La manilovschina socialdemócrata de «Iskra» expresa solo la falta de reflexión de una parte de los socialdemócratas y su desviación de la única táctica revolucionaria del proletariado: desenmascarar implacablemente las ilusiones burguesas-oportunistas de que son posibles las concesiones pacíficas del zarismo, de que es realizable la autoadministración sin el derrocamiento de la autocracia, de que son posibles las elecciones por el pueblo de sus plenipotenciarios como prólogo de la insurrección.

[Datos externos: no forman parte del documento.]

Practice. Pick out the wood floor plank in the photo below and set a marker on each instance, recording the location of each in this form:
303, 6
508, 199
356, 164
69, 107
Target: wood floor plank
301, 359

No, debemos mostrar clara y decididamente la necesidad de la insurrección en la actual situación, llamar directamente a la insurrección (sin determinar, naturalmente, de antemano el momento de la misma), llamar a la organización inmediata del ejército revolucionario. Solo la más audaz y amplia organización de tal ejército puede ser el prólogo de la insurrección. Solo la insurrección puede asegurar de hecho la victoria de la revolución, aunque, naturalmente, quien conozca las condiciones locales prevendrá siempre contra los intentos prematuros de insurrección. Solo el epílogo de la insurrección victoriosa puede ser la verdadera organización de una autoadministración verdaderamente popular y auténtica.

«Proletari» n.° 12, 16 (3) de agosto de 1905.

Se publica según el texto del periódico «Proletari», cotejado con el manuscrito.